Até o cavalariço, que ficava no estábulo, sabia que Lady Aryana não era feliz. Também, como poderia ser? Cercada de guardas, não sabia o que era o mundo real. Só podia acompanhar o mundo através da televisão, sua fiel companheira. Seus pais não falavam com ela, somente sobre ela. E sabia que seu futuro era um casamento arranjado, que favorecesse os negócios de seu pai.

O medo do futuro era grande. Sabia que seus pais estavam negociando sua mão com diversos pretendentes. Alice, sua criada de quarto, achava aquilo medieval, e ela concordava. Só que não tinha o que fazer, a quem recorrer.

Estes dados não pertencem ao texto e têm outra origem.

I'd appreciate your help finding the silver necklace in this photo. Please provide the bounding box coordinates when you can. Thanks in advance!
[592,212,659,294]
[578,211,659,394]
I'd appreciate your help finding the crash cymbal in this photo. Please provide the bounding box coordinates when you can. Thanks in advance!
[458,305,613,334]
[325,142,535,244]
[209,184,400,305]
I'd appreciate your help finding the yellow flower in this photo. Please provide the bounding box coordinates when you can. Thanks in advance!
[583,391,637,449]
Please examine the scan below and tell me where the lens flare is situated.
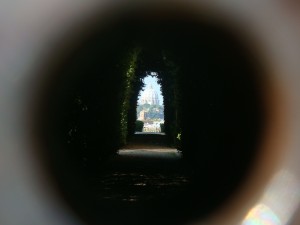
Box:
[242,204,282,225]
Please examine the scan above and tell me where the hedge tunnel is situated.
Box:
[36,4,265,225]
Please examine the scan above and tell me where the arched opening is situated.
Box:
[35,4,265,225]
[136,72,164,133]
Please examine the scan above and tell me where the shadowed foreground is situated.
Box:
[91,134,197,225]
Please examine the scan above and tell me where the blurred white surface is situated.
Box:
[0,0,300,225]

Sua função, como filha, era a de fazer aliança através do casamento para seu pai.

- Lady Aryana! Cuidado!

Foi o tempo de se jogar no chão para a direita, e o carro vermelho entrou pelo portão praticamente voando, estragando o canteiro de rosas. Mal respirava com o susto, sentindo o corpo vibrar de tanto tremer. Os olhos fechados, a boca mexendo rapidamente pela reza rápida de agradecimento ao seu anjo da guarda. Foi então que ouviu a voz:

- Signorina? Está bem? Quer ajuda?

Ao abrir os olhos, pensou que estava tendo alucinações. Um rosto moreno, olhos azuis, cabelos grisalhos. Reconheço este rosto, pensou ela, mas não lembro de onde. Tentou levantar, mas não conseguia controlar as pernas.

Sentiu as mãos fortes a levantando, sem tentar protestar. Ouviu o alarido dos criados, e perguntou-se se seus pais estavam preocupados. Sentiu que o rapaz que a carregava a levava para dentro de casa, onde foram recebidos por seus pais. Ao fitar o rosto do pai, viu um sorriso de satisfação. Um aperto em seu coração lhe deu a certeza de que algo não estava bem.

- Ora, ora... Então já se conheceram! Aryana, este é Luigi, filho de um amigo.

Percebeu que ele não estava em sua casa somente para o jantar pelo brilho nos olhos da mãe.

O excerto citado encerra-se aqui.